The SARAS Endoscopic Surgeon Action Detection (ESAD) dataset: Challenges and methods
This dataset addresses the problem of improving surgical assistant robots' awareness of surgeon actions, though it is incremental as it builds on existing action detection methods by providing a new benchmark.
The paper introduces ESAD, the first large-scale dataset for surgeon action detection in endoscopic minimally invasive surgery, providing bounding box annotations for 21 action classes on real prostatectomy videos, and analyzes baseline and top-performing models from a related challenge.

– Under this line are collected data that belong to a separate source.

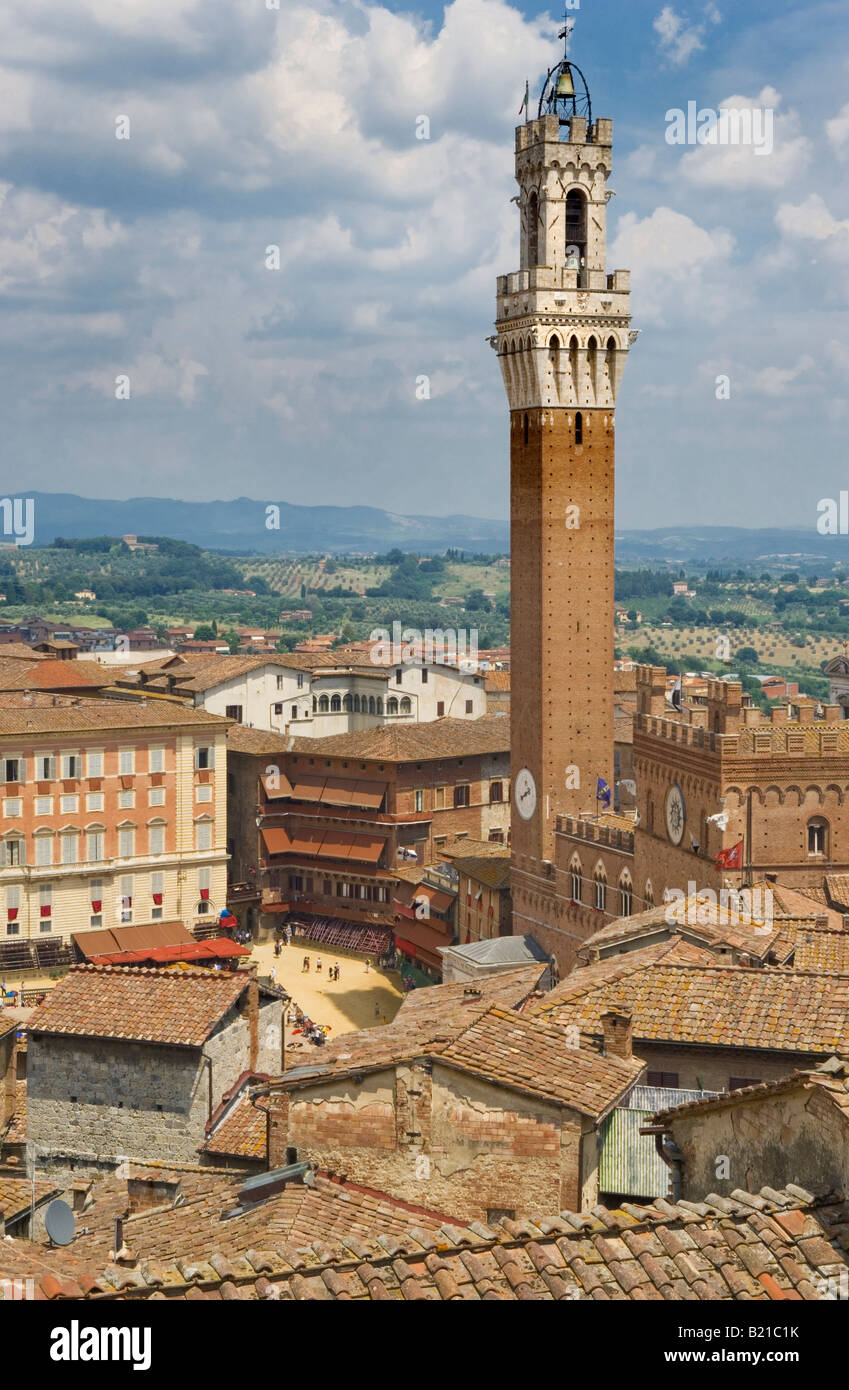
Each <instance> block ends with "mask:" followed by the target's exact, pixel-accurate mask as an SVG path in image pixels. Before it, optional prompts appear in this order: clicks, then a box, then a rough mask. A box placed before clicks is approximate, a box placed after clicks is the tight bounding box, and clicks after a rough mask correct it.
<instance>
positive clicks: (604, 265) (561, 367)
mask: <svg viewBox="0 0 849 1390" xmlns="http://www.w3.org/2000/svg"><path fill="white" fill-rule="evenodd" d="M575 76H579V83H581V85H582V89H581V90H578V83H577V82H575ZM539 110H541V114H539V115H538V117H536V120H535V121H528V122H527V124H525V125H520V126H517V129H516V181H517V183H518V189H520V196H518V199H517V200H516V202H517V203H518V210H520V227H521V229H520V243H521V250H520V270H518V271H517V272H514V274H513V275H499V279H497V309H496V341H495V342H493V346H497V353H499V361H500V367H502V375H503V379H504V389H506V391H507V399H509V402H510V409H511V410H516V409H528V407H531V406H578V407H582V409H584V407H586V409H591V407H595V406H599V407H604V406H607V407H611V406H613V404H614V403H616V396H617V391H618V385H620V381H621V377H623V371H624V366H625V356H627V353H628V347H629V346H631V342H632V341H634V338H635V336H636V335H635V334H632V332H631V306H629V291H631V277H629V272H628V271H625V270H616V271H613V272H610V274H609V271H607V203H609V200H610V199H611V197H613V190H611V189H609V188H607V179H609V177H610V168H611V146H613V121H610V120H607V118H596V120H595V121H592V108H591V99H589V89H588V88H586V82H585V79H584V74H582V72H581V71H579V68H578V67H577V65H575V64H574V63H571V60H570V58H567V57H564V58H561V60H560V63H557V64H556V65H554V67H553V68H550V70H549V72H547V75H546V81H545V83H543V88H542V95H541V99H539Z"/></svg>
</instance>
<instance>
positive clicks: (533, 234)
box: [528, 193, 539, 267]
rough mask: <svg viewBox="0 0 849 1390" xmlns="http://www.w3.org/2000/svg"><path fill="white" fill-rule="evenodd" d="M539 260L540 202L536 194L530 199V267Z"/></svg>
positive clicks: (528, 209) (532, 266)
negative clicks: (539, 226)
mask: <svg viewBox="0 0 849 1390" xmlns="http://www.w3.org/2000/svg"><path fill="white" fill-rule="evenodd" d="M538 260H539V200H538V197H536V193H531V197H529V199H528V265H531V267H534V265H536V263H538Z"/></svg>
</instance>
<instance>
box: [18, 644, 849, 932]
mask: <svg viewBox="0 0 849 1390" xmlns="http://www.w3.org/2000/svg"><path fill="white" fill-rule="evenodd" d="M0 651H1V649H0ZM825 892H827V894H828V899H830V902H831V903H834V905H835V906H836V908H842V909H843V910H845V912H849V873H827V874H825Z"/></svg>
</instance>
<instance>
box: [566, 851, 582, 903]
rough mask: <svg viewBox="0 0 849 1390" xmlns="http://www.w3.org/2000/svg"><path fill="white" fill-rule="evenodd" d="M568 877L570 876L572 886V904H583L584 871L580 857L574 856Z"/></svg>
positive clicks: (569, 867)
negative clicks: (580, 903) (582, 879)
mask: <svg viewBox="0 0 849 1390" xmlns="http://www.w3.org/2000/svg"><path fill="white" fill-rule="evenodd" d="M568 876H570V884H571V895H572V902H581V877H582V869H581V860H579V859H578V855H572V860H571V863H570V866H568Z"/></svg>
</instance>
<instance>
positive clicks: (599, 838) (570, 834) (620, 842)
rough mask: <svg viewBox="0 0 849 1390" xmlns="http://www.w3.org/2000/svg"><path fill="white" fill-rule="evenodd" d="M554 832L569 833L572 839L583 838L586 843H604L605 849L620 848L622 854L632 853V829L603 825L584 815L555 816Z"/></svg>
mask: <svg viewBox="0 0 849 1390" xmlns="http://www.w3.org/2000/svg"><path fill="white" fill-rule="evenodd" d="M556 833H557V834H559V835H571V838H572V840H585V841H586V842H588V844H593V845H604V847H606V848H607V849H620V851H621V852H623V853H624V855H632V853H634V831H632V830H623V828H621V827H620V826H604V824H603V823H600V821H597V820H591V819H585V817H584V816H557V821H556Z"/></svg>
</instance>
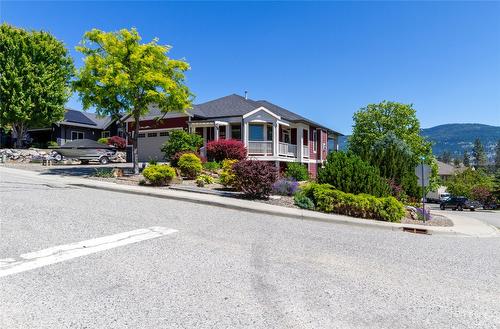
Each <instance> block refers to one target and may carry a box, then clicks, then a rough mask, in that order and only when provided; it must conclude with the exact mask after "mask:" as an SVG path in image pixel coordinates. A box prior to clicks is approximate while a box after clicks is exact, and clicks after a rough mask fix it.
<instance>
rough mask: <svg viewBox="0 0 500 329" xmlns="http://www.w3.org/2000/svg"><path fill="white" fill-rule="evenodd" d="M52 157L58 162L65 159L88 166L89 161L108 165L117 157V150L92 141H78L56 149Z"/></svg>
mask: <svg viewBox="0 0 500 329" xmlns="http://www.w3.org/2000/svg"><path fill="white" fill-rule="evenodd" d="M51 155H52V157H53V158H54V159H55V160H56V161H62V159H63V157H65V158H68V159H78V160H80V161H81V162H82V164H87V163H89V161H99V163H101V164H107V163H109V161H110V160H111V159H113V158H114V157H115V156H116V148H115V147H114V146H111V145H106V144H101V143H98V142H96V141H94V140H91V139H78V140H74V141H71V142H68V143H66V144H64V145H62V146H61V147H59V148H57V149H54V151H52V153H51Z"/></svg>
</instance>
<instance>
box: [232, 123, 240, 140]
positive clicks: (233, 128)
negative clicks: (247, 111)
mask: <svg viewBox="0 0 500 329" xmlns="http://www.w3.org/2000/svg"><path fill="white" fill-rule="evenodd" d="M231 138H232V139H239V140H241V125H234V126H231Z"/></svg>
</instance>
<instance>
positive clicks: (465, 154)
mask: <svg viewBox="0 0 500 329" xmlns="http://www.w3.org/2000/svg"><path fill="white" fill-rule="evenodd" d="M462 161H463V163H464V166H465V167H470V156H469V153H468V152H467V151H466V150H464V157H463V160H462Z"/></svg>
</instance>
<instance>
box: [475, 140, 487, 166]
mask: <svg viewBox="0 0 500 329" xmlns="http://www.w3.org/2000/svg"><path fill="white" fill-rule="evenodd" d="M472 157H473V158H474V165H475V166H476V167H486V165H487V163H488V158H487V157H486V153H485V152H484V147H483V144H482V143H481V140H480V139H479V138H476V140H475V141H474V147H473V148H472Z"/></svg>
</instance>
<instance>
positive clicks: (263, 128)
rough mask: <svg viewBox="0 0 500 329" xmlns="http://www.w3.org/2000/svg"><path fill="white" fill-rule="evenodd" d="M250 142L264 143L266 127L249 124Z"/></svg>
mask: <svg viewBox="0 0 500 329" xmlns="http://www.w3.org/2000/svg"><path fill="white" fill-rule="evenodd" d="M248 140H251V141H263V140H264V125H259V124H249V125H248Z"/></svg>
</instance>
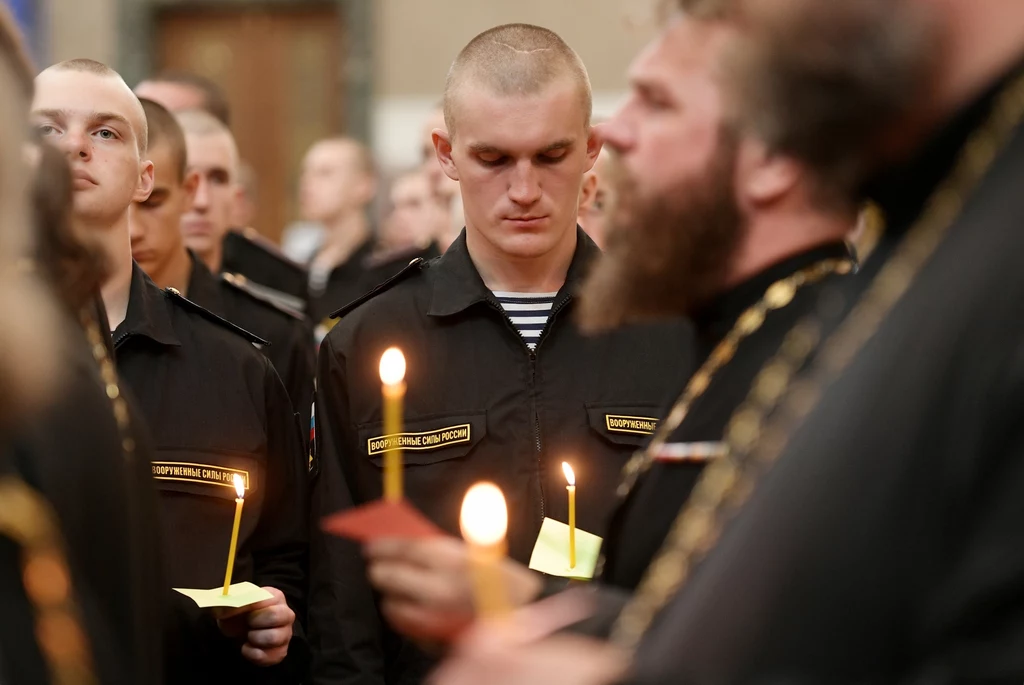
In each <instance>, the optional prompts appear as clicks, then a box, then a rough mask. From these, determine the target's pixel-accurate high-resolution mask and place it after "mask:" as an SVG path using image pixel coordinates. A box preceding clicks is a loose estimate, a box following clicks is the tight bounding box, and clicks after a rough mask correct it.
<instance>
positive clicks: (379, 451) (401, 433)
mask: <svg viewBox="0 0 1024 685" xmlns="http://www.w3.org/2000/svg"><path fill="white" fill-rule="evenodd" d="M470 432H471V431H470V425H469V424H468V423H466V424H462V425H460V426H449V427H447V428H438V429H437V430H429V431H426V432H424V433H395V434H393V435H381V436H380V437H372V438H370V439H369V440H367V452H369V453H370V455H371V456H373V455H380V454H383V453H385V452H389V451H391V449H413V451H422V449H437V448H439V447H446V446H449V445H450V444H459V443H460V442H469V437H470Z"/></svg>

For an autonomous robotic system, monitoring surgeon actions and assisting the main surgeon during a procedure can be very challenging. The challenges come from the peculiar structure of the surgical scene, the greater similarity in appearance of actions performed via tools in a cavity compared to, say, human actions in unconstrained environments, as well as from the motion of the endoscopic camera. This paper presents ESAD, the first large-scale dataset designed to tackle the problem of surgeon action detection in endoscopic minimally invasive surgery. ESAD aims at contributing to increase the effectiveness and reliability of surgical assistant robots by realistically testing their awareness of the actions performed by a surgeon. The dataset provides bounding box annotation for 21 action classes on real endoscopic video frames captured during prostatectomy, and was used as the basis of a recent MIDL 2020 challenge. We also present an analysis of the dataset conducted using the baseline model which was released as part of the challenge, and a description of the top performing models submitted to the challenge together with the results they obtained. This study provides significant insight into what approaches can be effective and can be extended further. We believe that ESAD will serve in the future as a useful benchmark for all researchers active in surgeon action detection and assistive robotics at large.